When I’m not stressed my thinking soars. My thoughts become fast and light, they float and bump into each other merging into new ideas. When my thinking is like this I come up with ideas like future.charity, my weeknotes stretch into two thousand words or more because I have so many ideas to get out, and I write essays for my masters with fluid ease.
I’ve been aware of stress’ effect on my thinking for some time but never really gave it much thought. And then, on a day when my thinking wasn’t stressed and ideas were colliding, I listened to a What Comes Next podcast about AI for good, featuring an interview with MyCognition, a “digital platform that enhances cognitive fitness through a structured programme of insights, assessment and training”.
They mentioned case studies from schools using their platform to help children with special educational needs learn to self-manage their behaviour, and research that shows “poor cognitive functioning increases the risk of poor mental health and increasing evidence shows that cognitive issues are predictors and risk factors for mental illness” My interest was piqued. I wanted to know more about cognition. LMGTFY.
“Cognition is defined as ‘the mental action or process of acquiring knowledge and understanding through thought, experience, and the senses.’ At Cambridge Cognition we look at it as the mental processes relating to the input and storage of information and how that information is then used to guide your behavior.

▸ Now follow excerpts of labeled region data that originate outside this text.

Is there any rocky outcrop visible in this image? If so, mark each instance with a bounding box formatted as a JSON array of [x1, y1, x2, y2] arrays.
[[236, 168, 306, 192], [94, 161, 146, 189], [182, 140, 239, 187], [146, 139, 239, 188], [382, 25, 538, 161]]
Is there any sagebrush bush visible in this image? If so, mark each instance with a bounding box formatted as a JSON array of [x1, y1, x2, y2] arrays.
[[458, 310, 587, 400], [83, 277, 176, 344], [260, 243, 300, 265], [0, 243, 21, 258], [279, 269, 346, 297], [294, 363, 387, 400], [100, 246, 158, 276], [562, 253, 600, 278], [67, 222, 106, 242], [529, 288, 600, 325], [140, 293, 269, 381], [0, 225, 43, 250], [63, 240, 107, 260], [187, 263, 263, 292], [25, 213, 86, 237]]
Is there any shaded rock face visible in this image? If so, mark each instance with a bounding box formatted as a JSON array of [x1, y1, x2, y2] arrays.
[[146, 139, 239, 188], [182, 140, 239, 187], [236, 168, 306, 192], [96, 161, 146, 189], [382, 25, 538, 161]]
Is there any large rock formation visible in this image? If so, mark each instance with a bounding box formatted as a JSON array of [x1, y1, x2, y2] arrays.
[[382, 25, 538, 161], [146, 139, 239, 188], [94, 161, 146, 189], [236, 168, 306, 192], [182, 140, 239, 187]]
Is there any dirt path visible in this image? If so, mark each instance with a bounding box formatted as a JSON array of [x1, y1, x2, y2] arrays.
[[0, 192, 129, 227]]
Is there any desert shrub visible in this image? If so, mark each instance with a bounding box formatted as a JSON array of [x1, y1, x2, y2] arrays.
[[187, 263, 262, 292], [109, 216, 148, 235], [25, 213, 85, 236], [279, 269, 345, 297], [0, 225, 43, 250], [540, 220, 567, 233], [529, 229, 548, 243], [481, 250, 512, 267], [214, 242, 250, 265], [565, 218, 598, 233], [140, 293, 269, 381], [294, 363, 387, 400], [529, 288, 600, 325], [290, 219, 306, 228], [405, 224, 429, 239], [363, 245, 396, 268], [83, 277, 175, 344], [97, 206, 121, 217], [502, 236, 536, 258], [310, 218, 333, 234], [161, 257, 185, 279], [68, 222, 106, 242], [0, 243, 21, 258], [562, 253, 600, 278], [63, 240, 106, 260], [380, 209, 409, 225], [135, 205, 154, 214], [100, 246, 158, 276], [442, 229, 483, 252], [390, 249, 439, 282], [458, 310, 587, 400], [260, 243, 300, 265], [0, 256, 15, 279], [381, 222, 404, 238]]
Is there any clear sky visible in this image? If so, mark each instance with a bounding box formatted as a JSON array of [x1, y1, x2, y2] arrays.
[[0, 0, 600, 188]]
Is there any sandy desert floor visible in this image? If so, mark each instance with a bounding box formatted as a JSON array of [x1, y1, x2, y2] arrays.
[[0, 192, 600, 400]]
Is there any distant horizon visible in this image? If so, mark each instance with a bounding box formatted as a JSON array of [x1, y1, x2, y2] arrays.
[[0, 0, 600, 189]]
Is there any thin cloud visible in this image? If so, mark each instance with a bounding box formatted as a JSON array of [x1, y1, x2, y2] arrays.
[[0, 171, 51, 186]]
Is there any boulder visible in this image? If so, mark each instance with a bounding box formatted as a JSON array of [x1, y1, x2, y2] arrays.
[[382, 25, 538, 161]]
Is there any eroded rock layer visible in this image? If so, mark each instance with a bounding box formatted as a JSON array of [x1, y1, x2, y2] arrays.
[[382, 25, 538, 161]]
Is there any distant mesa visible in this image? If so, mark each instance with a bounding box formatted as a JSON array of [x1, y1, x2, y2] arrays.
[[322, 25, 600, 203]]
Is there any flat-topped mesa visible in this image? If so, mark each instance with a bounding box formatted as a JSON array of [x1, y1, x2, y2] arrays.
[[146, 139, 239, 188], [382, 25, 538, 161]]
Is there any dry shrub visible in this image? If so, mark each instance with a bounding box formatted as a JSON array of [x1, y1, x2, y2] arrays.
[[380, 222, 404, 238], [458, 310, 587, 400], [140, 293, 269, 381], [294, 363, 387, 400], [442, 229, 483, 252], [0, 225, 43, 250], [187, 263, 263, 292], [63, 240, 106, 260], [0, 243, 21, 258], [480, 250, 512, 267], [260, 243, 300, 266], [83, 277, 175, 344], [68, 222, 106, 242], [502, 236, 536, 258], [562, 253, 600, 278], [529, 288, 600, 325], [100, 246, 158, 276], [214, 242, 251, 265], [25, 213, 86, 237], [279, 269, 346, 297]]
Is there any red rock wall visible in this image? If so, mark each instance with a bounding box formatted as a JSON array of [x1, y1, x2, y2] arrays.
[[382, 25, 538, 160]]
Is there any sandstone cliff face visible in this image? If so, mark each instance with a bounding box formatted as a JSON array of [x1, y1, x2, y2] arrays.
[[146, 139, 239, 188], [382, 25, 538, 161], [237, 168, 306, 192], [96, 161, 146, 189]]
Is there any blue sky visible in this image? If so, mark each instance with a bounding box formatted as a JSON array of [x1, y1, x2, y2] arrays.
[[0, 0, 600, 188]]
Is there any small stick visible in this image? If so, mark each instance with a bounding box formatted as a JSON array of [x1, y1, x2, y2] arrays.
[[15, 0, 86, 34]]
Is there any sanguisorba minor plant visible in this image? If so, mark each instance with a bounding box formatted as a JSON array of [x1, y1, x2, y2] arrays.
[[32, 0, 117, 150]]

It is in essence, the ability to perceive and react, process and understand, store and retrieve information, make decisions and produce appropriate responses.”
Cambridge Cognition
How our brains take information from our senses and experiences, and process it, affects how we react, understand and behave. That makes sense to me. It fits my conjecture that mental illness and ill-health is a result of traumatic events ‘rewiring’ the pathways in our brains and manifesting as stress, anxiety, depression, etc.
So, if mental ill-health can exhibit as poor cognising, could the reverse be true? Could getting our brains thinking in a particular way help to relieve anxiety and stress? When I’m stressed and I go for a walk with my notebook, pick a topic to research, google things, make notes, explore ideas, I feel less stressed. When I go for a walk and take my stress with me I don’t get to my thought-soaring state. Maybe having something to focus my thoughts on, and get a particular kind of mental process happening, allows for cognising in a way that results in positive feelings for me.
Maybe this is why some people enjoy sudoku puzzles and crosswords, because engaging in something that makes our brains cognise in structured, logical, focused ways means we aren’t using the pathways in our brains that allow chaotic, fight-or-flight stress-inducing cognising to occur.